Includendo anche i redditi dai 35mila ai 55mila euro lordi, risulta infine che il 13,94% paga il 62,52% dell’imposta sui redditi delle persone fisiche.
Come sottolineato dagli estensori della ricerca: «Sono questi i dati su cui si dovrebbe riflettere nel revisionare il sistema fiscale», rilevando una differenza tra le classi di reddito dichiarato troppo estrema per essere degna di un Paese membro del G7 e peraltro destinata ad acuirsi «se non si interverrà su politiche assistenzialiste che continuano ad aumentare importo e platea dei destinatari di bonus e altre agevolazioni».
Senza mettere in discussione la necessità di aiutare quella fetta di popolazione che si trova autenticamente in condizioni di difficoltà, il documento Itinerari Previdenziali evidenzia infatti come i decisori politici italiani (talvolta con finalità meramente elettorali) tendono spesso a dimenticare che queste percentuali dipendono da fenomeni di evasione fiscale per i quali primeggiamo in Europa.

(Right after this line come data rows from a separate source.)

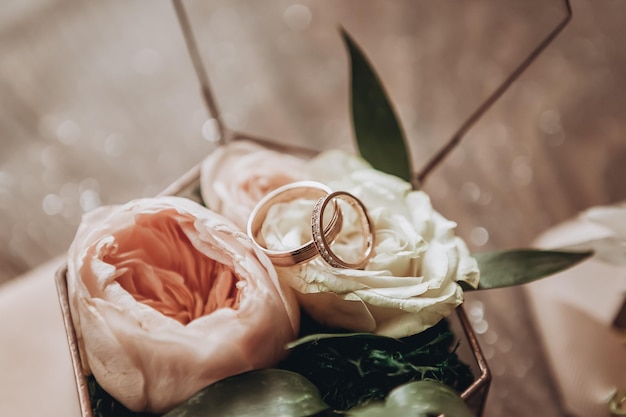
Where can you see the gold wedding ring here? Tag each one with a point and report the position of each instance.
(302, 189)
(321, 241)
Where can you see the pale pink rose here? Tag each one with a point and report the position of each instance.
(168, 297)
(237, 175)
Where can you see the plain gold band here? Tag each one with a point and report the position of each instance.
(322, 243)
(286, 193)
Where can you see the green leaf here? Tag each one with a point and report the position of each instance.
(268, 392)
(516, 267)
(314, 338)
(379, 137)
(417, 399)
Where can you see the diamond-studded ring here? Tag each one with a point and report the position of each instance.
(323, 244)
(297, 190)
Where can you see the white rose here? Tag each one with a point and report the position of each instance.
(409, 283)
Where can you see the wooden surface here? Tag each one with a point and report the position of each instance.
(99, 104)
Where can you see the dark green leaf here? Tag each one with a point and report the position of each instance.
(268, 392)
(379, 137)
(313, 338)
(516, 267)
(417, 399)
(359, 368)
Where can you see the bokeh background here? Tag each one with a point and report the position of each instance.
(99, 104)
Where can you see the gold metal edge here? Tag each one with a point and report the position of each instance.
(81, 384)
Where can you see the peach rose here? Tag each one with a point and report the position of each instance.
(237, 175)
(168, 297)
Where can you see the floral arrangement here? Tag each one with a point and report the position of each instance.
(298, 287)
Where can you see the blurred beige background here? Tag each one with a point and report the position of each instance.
(99, 104)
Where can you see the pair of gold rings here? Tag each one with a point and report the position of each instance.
(322, 237)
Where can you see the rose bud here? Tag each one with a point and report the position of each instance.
(168, 297)
(237, 175)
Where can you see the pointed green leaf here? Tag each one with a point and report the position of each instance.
(268, 392)
(516, 267)
(417, 399)
(378, 133)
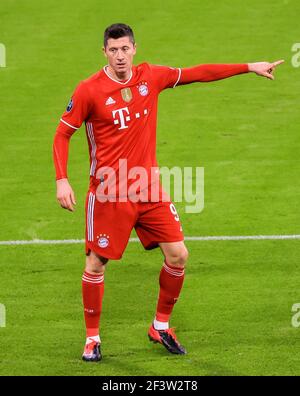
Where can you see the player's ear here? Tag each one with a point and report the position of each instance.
(104, 52)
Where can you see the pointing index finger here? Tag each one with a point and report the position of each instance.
(277, 63)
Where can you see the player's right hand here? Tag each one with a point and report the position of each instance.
(65, 195)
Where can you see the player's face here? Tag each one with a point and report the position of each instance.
(120, 53)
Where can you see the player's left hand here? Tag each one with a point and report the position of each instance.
(264, 69)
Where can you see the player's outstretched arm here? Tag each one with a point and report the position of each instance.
(214, 72)
(264, 69)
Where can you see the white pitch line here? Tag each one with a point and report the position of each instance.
(191, 238)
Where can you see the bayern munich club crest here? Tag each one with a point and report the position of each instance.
(103, 241)
(143, 89)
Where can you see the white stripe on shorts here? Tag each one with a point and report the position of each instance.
(90, 217)
(91, 137)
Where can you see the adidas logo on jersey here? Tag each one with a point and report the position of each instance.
(110, 101)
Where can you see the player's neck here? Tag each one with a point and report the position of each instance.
(118, 76)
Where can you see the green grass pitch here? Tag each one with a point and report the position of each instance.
(234, 314)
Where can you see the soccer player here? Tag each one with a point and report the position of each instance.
(119, 107)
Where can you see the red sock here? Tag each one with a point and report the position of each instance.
(92, 293)
(170, 281)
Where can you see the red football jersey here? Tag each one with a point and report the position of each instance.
(120, 117)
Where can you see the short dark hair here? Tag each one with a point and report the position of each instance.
(118, 30)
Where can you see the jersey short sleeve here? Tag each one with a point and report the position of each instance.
(78, 108)
(164, 76)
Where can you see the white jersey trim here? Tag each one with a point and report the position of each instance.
(119, 82)
(71, 126)
(177, 79)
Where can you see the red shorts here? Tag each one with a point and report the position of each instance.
(109, 225)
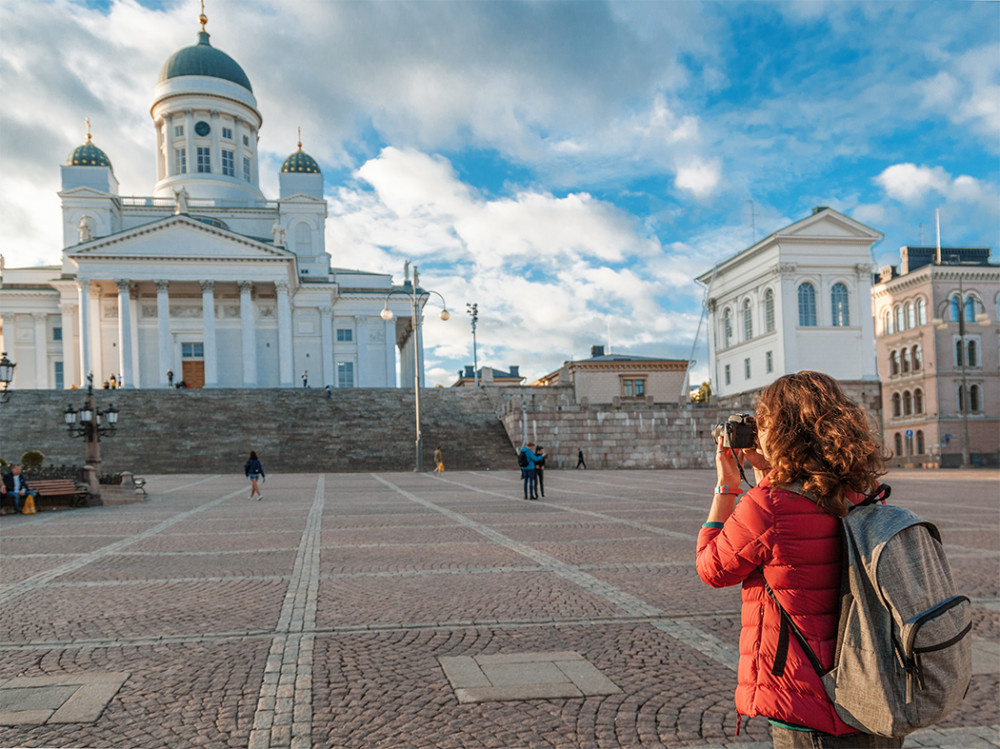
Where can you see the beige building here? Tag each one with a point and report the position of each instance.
(620, 379)
(936, 323)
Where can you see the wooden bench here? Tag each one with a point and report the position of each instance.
(51, 488)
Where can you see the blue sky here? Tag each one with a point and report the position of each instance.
(570, 166)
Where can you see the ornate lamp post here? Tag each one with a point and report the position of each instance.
(415, 293)
(473, 310)
(6, 376)
(959, 301)
(86, 423)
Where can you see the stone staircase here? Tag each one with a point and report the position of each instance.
(212, 431)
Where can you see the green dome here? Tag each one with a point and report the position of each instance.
(204, 59)
(301, 163)
(88, 155)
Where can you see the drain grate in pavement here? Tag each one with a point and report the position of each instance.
(67, 698)
(524, 676)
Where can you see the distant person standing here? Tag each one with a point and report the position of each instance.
(540, 472)
(254, 471)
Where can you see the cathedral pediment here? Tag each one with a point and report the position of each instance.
(179, 237)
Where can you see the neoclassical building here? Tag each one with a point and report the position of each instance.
(797, 299)
(205, 278)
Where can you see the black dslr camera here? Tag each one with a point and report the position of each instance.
(739, 432)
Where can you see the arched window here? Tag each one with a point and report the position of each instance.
(807, 305)
(839, 307)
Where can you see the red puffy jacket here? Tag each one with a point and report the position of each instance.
(782, 537)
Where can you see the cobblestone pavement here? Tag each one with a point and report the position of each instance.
(317, 617)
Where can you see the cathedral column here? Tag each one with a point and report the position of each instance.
(249, 335)
(125, 334)
(285, 342)
(85, 362)
(208, 318)
(41, 350)
(69, 352)
(163, 332)
(326, 344)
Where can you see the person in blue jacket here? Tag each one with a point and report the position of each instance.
(528, 470)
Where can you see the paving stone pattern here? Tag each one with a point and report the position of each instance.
(334, 612)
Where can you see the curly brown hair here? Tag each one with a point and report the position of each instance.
(819, 438)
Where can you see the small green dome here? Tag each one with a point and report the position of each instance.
(204, 59)
(88, 155)
(301, 163)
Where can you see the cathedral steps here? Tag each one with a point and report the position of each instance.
(213, 431)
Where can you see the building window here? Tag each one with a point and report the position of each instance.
(839, 307)
(204, 159)
(345, 374)
(807, 306)
(633, 388)
(747, 320)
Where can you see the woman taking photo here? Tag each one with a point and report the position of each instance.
(811, 439)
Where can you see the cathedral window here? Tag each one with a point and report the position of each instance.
(204, 159)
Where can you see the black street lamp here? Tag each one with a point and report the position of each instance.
(415, 293)
(473, 310)
(6, 376)
(958, 304)
(86, 423)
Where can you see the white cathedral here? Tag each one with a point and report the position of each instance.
(205, 281)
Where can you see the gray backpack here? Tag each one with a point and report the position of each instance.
(903, 658)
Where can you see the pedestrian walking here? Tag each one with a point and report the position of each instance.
(810, 438)
(254, 471)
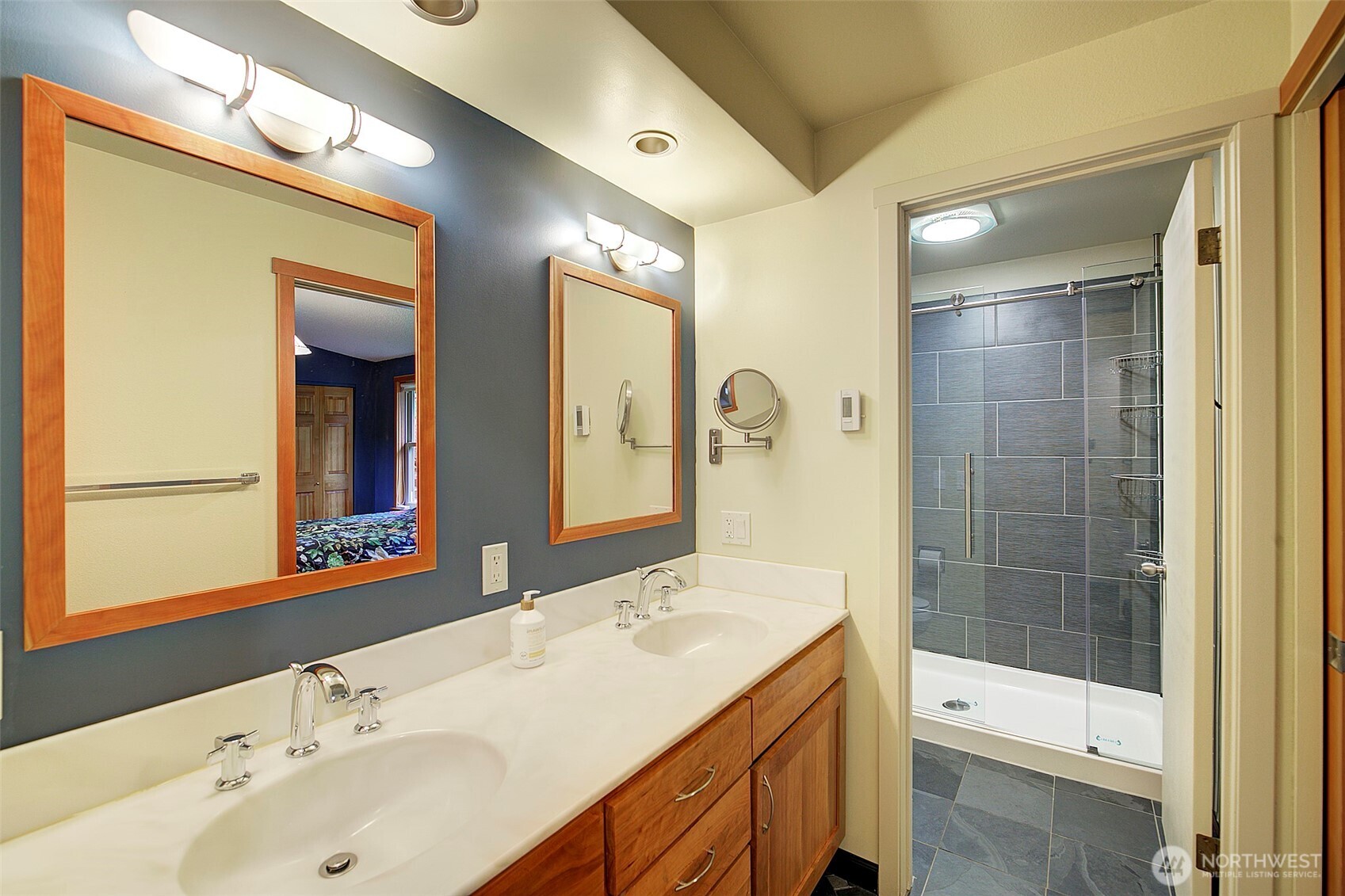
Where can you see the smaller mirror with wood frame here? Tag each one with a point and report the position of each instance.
(615, 406)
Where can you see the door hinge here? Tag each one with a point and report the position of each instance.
(1207, 853)
(1209, 245)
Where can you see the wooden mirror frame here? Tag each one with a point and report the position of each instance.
(46, 622)
(559, 417)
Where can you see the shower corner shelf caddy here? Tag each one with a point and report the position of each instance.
(1138, 360)
(1141, 485)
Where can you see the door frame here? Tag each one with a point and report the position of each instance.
(1243, 129)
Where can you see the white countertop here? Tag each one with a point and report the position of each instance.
(571, 730)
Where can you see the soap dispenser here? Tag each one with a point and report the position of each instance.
(528, 634)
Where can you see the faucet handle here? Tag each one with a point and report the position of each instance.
(368, 701)
(231, 753)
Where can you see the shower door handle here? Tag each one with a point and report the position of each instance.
(966, 499)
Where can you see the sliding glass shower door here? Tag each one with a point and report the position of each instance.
(1117, 603)
(953, 432)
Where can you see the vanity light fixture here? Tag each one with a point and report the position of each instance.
(266, 93)
(629, 250)
(954, 227)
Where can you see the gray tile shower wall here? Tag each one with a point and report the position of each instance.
(1030, 392)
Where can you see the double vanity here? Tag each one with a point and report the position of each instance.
(700, 753)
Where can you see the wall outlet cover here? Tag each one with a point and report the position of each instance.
(494, 568)
(735, 528)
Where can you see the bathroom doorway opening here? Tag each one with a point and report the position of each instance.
(1053, 383)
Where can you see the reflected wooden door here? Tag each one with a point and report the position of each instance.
(324, 451)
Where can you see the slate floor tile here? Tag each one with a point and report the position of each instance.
(999, 842)
(957, 876)
(922, 856)
(938, 770)
(1123, 830)
(1014, 771)
(1021, 801)
(930, 815)
(1082, 869)
(1113, 797)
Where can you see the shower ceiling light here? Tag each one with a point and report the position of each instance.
(953, 227)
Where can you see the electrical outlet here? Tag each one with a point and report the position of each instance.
(494, 568)
(735, 528)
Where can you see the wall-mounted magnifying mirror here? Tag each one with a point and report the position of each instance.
(623, 410)
(747, 401)
(606, 330)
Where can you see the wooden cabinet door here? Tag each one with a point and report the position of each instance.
(798, 802)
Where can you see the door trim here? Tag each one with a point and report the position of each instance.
(1250, 370)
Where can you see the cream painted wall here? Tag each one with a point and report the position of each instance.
(608, 338)
(1302, 17)
(1300, 487)
(171, 360)
(794, 291)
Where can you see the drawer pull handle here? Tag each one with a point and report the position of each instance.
(704, 784)
(683, 884)
(766, 825)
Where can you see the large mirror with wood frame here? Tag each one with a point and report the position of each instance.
(227, 376)
(615, 408)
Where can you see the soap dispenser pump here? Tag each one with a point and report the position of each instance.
(528, 634)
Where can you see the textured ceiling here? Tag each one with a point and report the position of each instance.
(355, 327)
(839, 59)
(1096, 212)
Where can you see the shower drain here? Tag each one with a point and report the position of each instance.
(337, 865)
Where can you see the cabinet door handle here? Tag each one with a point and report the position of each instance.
(704, 784)
(766, 825)
(683, 884)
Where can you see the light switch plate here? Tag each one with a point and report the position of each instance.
(494, 568)
(735, 528)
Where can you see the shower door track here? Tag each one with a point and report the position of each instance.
(1071, 289)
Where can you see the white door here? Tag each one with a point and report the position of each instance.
(1189, 522)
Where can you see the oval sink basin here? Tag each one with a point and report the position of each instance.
(702, 633)
(385, 803)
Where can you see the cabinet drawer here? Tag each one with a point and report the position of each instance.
(737, 880)
(569, 863)
(701, 857)
(789, 691)
(658, 805)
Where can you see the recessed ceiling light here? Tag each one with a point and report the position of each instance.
(444, 11)
(652, 143)
(953, 227)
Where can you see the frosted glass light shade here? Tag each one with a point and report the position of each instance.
(630, 250)
(297, 102)
(385, 140)
(185, 54)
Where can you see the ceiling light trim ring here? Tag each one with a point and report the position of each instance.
(461, 17)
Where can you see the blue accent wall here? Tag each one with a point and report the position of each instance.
(502, 202)
(376, 417)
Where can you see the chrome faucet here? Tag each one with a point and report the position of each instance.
(648, 576)
(307, 678)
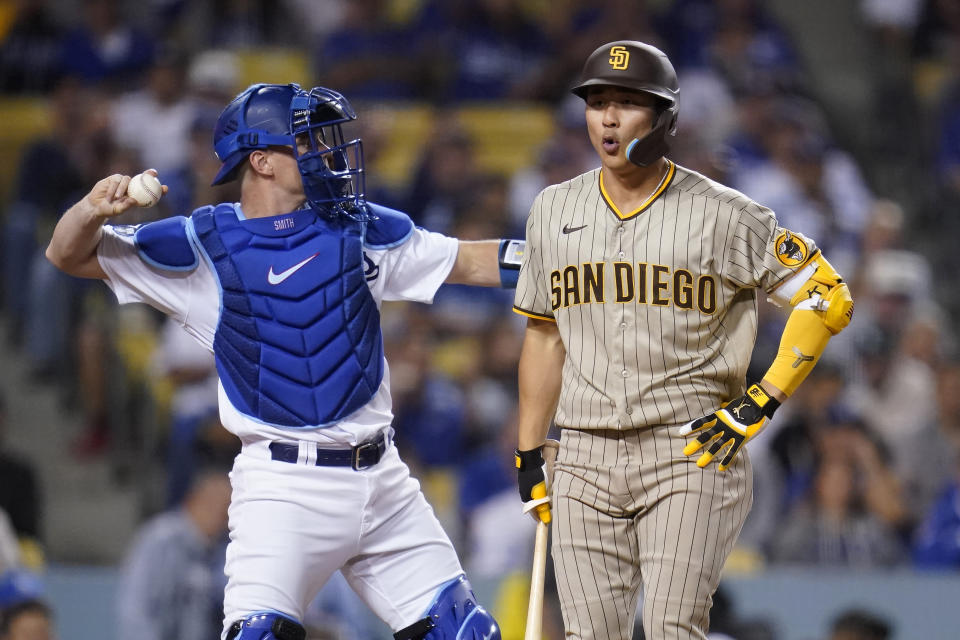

Fenomeni che, in assenza di controlli adeguati, come quelli che potrebbero essere garantiti da una banca centrale dell’assistenza o da prove dei mezzi alternative a un ISEE facilmente raggirabile, la continua elargizione di incentivi a pioggia a favore dei redditi più bassi, concorre ad alimentare.
Del resto che i disequilibri italiani dipendano anche da ampie sacche di sommerso sembra essere indirettamente confermato pure dalla distribuzione geografica dei versamenti IRPEF, con il Nord che contribuisce per 100,6 miliardi, pari al 57,43% del totale, il Centro con 38,2 miliardi pari al 21,83% del totale, e il Sud che porta in dote 36,3 miliardi, pari al 20,74% del gettito complessivo.
Il che significa, giusto per avere un ordine di grandezza, che con poco meno di 10 milioni di abitanti, la Lombardia versa 40,3 miliardi di IRPEF, un importo maggiore dell’intero Mezzogiorno che ne conta almeno il doppio, e persino superiore a quello dell’intero Centro.
Anche considerati i diversi livelli di sviluppo, una forbice troppo ampia per non ipotizzare un elevato livello di “nero” che i dati sull’IVA paiono avvalorare ulteriormente mentre il Nord con 27.486.438 abitanti ha un pro capite di 3.034,10 euro, il Centro con 11.786.952 di abitanti versa 2.796,11 euro di IVA per cittadino contro gli appena 677,56 dei 19.962.823 abitanti di Sud e Isole.
Quindi un quadro desolante emerso dallo studio, che però non sorprende affatto.
È risaputo che le tasse sono pagate dai contribuenti a reddito fisso e dai pensionati, con ritenute trattenute mensilmente dai datori di lavoro e dall’INPS.
Pure il livello di fedeltà fiscale decisamente inferiore come trend nazionale del Sud, rispetto al resto del Paese, è arcinoto da decenni.
Così come è noto, grazie anche a continue inchieste della Guardia di Finanza, la persistenza di grandi fette di economia sommersa, che continua a produrre ricchezza in nero, sfruttando anche manodopera abusiva, non contrattualizzata.
Insomma, l’evasione fiscale in Italia è come una foresta pietrificata.
Ogni tanto qualcuno prova a scuotere gli alberi, cade qualche frutto. Ma poi resta tutto immutato. Come un eterno ritorno del sempre uguale.
Una seria e programmata lotta all’evasione fiscale, è l’unico modo per recuperare risorse finanziarie fresche da utilizzare per la spesa sociale, e per quegli investimenti utili all’economia del Paese.